By Robert Van Rhijn

The Toronto condo market has a staggering number of buildings and projects – just over 1,700 at the end of 2018. As a local agent, I wanted to know which of these condos ranked as the top 10 highest in demand, and more importantly, what common trends they share.

Whether you’re an agent working in Toronto or not, the results of our study will undoubtedly apply to other urban Canadian cities. We’ll just talk about general characteristics here, but if you would like to read about the specific buildings that make up the top 10 in Toronto, check out the article here.

How did we determine which condos to rank in the top 10?

We aggregated three sets of data from each condo in 2018. The data is from the Toronto Real Estate Board and is featured on our website, Specifically:

  1. Sale to list ratio – on average, how much above list did the units sell for?
  2. Days on market
  3. Rate of appreciation

Points 1 and 2 carried the most weight in our rankings, as they speak more directly to the demand in each condo (or frenzied bidding wars that ensued).

If you or an investment client is interested in building a low-maintenance investment portfolio, you’re probably targeting your local condo market. My advice is that you try to look for buildings with the following three characteristics.

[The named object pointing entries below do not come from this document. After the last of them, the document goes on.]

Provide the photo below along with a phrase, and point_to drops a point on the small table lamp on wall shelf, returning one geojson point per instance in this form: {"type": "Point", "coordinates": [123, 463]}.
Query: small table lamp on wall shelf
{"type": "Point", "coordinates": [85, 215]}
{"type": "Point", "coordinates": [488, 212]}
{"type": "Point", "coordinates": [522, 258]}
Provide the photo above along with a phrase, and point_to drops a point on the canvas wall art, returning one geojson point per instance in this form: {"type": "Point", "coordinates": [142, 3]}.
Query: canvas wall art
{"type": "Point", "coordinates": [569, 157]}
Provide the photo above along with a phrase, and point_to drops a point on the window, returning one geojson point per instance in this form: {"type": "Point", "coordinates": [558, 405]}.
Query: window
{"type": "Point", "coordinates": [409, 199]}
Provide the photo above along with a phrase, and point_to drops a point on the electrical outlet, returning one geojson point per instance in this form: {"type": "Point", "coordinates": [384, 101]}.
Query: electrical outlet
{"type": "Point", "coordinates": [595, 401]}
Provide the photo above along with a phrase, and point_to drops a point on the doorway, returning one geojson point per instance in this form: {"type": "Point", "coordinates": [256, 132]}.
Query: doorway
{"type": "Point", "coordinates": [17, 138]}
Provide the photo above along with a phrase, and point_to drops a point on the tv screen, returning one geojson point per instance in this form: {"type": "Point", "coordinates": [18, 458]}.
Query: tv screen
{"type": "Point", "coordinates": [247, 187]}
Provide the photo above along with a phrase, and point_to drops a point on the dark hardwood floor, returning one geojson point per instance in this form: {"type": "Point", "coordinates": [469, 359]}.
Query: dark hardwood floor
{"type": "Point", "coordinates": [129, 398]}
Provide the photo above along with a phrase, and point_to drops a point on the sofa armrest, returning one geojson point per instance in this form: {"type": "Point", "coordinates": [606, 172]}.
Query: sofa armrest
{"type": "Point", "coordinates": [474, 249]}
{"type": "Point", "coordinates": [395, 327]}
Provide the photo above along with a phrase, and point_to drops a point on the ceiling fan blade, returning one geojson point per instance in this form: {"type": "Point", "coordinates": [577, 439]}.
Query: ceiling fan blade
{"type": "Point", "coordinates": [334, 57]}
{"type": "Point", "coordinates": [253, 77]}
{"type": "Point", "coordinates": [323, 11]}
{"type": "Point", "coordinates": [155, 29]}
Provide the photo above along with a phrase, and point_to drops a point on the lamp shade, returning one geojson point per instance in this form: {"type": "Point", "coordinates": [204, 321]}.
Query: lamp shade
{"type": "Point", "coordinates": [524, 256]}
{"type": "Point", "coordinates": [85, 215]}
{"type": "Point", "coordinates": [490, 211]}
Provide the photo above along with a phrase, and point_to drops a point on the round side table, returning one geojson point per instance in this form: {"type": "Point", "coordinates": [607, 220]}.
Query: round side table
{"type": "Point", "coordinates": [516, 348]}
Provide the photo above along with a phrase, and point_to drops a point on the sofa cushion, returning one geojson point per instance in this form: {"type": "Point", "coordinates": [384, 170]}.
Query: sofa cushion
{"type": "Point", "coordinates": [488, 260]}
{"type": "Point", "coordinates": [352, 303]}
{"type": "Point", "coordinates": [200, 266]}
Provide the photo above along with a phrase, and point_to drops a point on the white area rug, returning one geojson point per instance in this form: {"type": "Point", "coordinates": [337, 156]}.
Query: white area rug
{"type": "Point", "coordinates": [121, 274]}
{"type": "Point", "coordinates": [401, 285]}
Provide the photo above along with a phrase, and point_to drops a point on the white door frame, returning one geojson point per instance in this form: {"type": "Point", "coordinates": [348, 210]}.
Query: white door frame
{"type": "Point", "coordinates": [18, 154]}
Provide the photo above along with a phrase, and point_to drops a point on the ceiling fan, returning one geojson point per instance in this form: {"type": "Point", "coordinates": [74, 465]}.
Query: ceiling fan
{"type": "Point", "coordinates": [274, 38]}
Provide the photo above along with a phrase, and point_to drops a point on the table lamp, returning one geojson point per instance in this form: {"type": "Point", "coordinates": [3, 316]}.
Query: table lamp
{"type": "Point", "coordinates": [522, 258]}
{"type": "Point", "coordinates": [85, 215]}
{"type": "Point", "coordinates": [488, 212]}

Boutique, low and mid-rise condos are the most attractive.

Not one of the 10 condos on the list was a high-rise. Smaller buildings have less turnover, are more exclusive and foster a better sense of community. Owners tend to stay longer than they do in high-rises, where residents are more anonymous and transient.

Of the 1,700+ condos in Toronto, the average number of storeys is 19 and the average number of units per building is 243. Among the top 10 condos, the average number of storeys was only seven, with an average of only 84 units. That’s about a third the number of storeys and units of your average Toronto condo.

The catch (at least in the Toronto market) is that the boutique buildings tend to go for a bit of a premium.

Buyers want lofts and unique features.

Of the 10 condos on the list, six of them were lofts (former factories or warehouses converted to condos). Two of the other buildings were condo townhomes.

I can’t speak for markets outside of Toronto, but I know most urban cities have lofts. The industrial and modern esthetic attracts a spectrum of demographics, from wealthy students to young professionals and empty nesters – most eager to buy anything that isn’t your typical bowling alley condo layout. High ceilings, wooden beams and exposed brick in particular are features most buyers crave.

Developers in Toronto have capitalized on this trend, resulting in the “soft loft” (purpose-built condo with loft-style features). Three soft lofts and three conversions (or “hard lofts”) made our list, with the No. 1 and runner up both hard lofts (not surprisingly).

Neighbourhoods with low condo inventory.

The majority of the condos in Toronto are concentrated in the downtown core. However, there are many desirable neighbourhoods with virtually no condo supply, meaning you’re either going to spend at least $1.2 million on a fixer-upper semi-detached house, or if you’re lucky, you’ll have the opportunity to buy in a pretty decent condo for about half that price.

In addition to this list featuring predominantly mid/low-rise lofts, seven of the 10 condos here compete with virtually no nearby condos – only houses that have priced out most buyers in the market.

If you’re a seller in a dense neighbourhood like Cityplace, your condo unit will have to compete against five to 10 nearly identical units within a quarter kilometre radius. The most desirable condos don’t have that problem. Buy where affordable inventory is scarce.

What about the 10 least desirable condos?

They’re essentially the inverse of the highest demand condos. They’re located in neighbourhoods with dense condo inventory. They’re all your average, garden variety condo. They’re all high-rises, with over 400 units each. And not surprisingly, they all had maintenance fees at 78 cents per-square-foot or higher (average in Toronto is about 65 cents per-square-foot).

I hope this study helps you target the best options in your local market. If you’ve noticed similar trends outside of Toronto, I’d love to hear about them. Happy condo hunting!


  1. Thank you. That was a good read. I am “shocked” at the condo fees in Toronto (I’m from the K-W area).

  2. That can be some very useful information for buyers with neighbourhoods already in mind. A few observations if I may:

    Sales to list is not a valid metric when any or all of the list prices were set deliberately low at some arbitrary number that’s often not related to the last arbitrary low list price. Case in point is Redpath where of the 4 of the 9 units sold in the last year were listed at market value/offers anytime, only 1 of which sold for above asking.

    Price per square foot which should probably be the most useful metric (for condos only) is very often misrepresented by our industry causing it to be misleading and an untrue comparison between buildings. For example, parking should be factored in as should upgrades.

    Maintenance fees: similarly, the industry can better quantify maintenance fees so that the buyer can properly compare a building with fees that includes for example, parking with the fees for a building with no parking.

    I really did like your synposis. Thanks for posting.